Hide Forgot
Description of problem: Some recent update is making every gtk3 program abort when run under x2go. The most immediate symptom appears to be libepoxy passing a NULL pointer to sscanf to interpret what it believes is a version string: From virt-manager blowing up under gdb: #0 0x00007ffff6da025f in rawmemchr () at /lib64/libc.so.6 #1 0x00007ffff6d87fe2 in _IO_str_init_static_internal () at /lib64/libc.so.6 #2 0x00007ffff6d76767 in __isoc99_vsscanf () at /lib64/libc.so.6 #3 0x00007ffff6d76707 in __isoc99_sscanf () at /lib64/libc.so.6 #4 0x00007fffdd72db35 in epoxy_glx_version () at /lib64/libepoxy.so.0 From emacs blowing up in a shell: /lib64/libc.so.6(__rawmemchr+0x1f)[0x7f488fee625f] /lib64/libc.so.6(+0x7afe2)[0x7f488fecdfe2] /lib64/libc.so.6(__isoc99_vsscanf+0x57)[0x7f488febc767] /lib64/libc.so.6(__isoc99_sscanf+0x87)[0x7f488febc707] /lib64/libepoxy.so.0(epoxy_glx_version+0x45)[0x7f488f3a9b35] You'll note the common theme :-). Version-Release number of selected component (if applicable): libepoxy-1.3.1-2.fc24.x86_64 How reproducible: 100% Steps to Reproduce: 1.Run an x2go session 2.Run any gtk3 program under that session 3. Actual results: Boom. Expected results: Gtk3 displaying something without using GL. Additional info: Just looking at the libepoxy source rpm I see things like: version_string = glXQueryServerString(dpy, screen, GLX_VERSION); ret = sscanf(version_string, "%d.%d", &server_major, &server_minor); No check for NULL version_string :-(. I have no idea if the programs would work if they got past these calls, but this seems to happen really early in all gtk3 programs.

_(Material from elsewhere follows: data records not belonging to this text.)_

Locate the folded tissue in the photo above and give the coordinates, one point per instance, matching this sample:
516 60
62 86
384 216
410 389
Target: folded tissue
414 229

Created attachment 1221160 [details] Patch to add NULL pointer checks to libepoxy Here is the patch I used to stick checks for NULL pointers in lots of places that were calling str* and sscanf routines. I can now start virt-manager and virt-viewer under an x2go session without getting a segfault.
X2Go users are seeing this on FC25 as well. Please backport upstream's fix: https://github.com/anholt/libepoxy/commit/a15a92c2cbe0a8f45a1ff6258b22957c17c7118e
This bug seems to be triggered by a MESA upgrade, check https://bugzilla.redhat.com/show_bug.cgi?id=1427174 Backporting the fix might still be worthwhile - even of MESA wasn't broken and reported a correct GLX version, instead of crashing on a NULL version.
The bug is fixed in Version 1.4.1 (stable) of libepoxy , see "https://github.com/anholt/libepoxy/releases", so maybe it's time to update libepoxy?
libepoxy-1.4.1-1.fc24 has been submitted as an update to Fedora 24. https://bodhi.fedoraproject.org/updates/FEDORA-2017-4ebc23db22
libepoxy-1.4.1-1.fc24 has been pushed to the Fedora 24 testing repository. If problems still persist, please make note of it in this bug report. See https://fedoraproject.org/wiki/QA:Updates_Testing for instructions on how to install test updates. You can provide feedback for this update here: https://bodhi.fedoraproject.org/updates/FEDORA-2017-4ebc23db22
libepoxy-1.4.1-1.fc24 has been pushed to the Fedora 24 stable repository. If problems still persist, please make note of it in this bug report.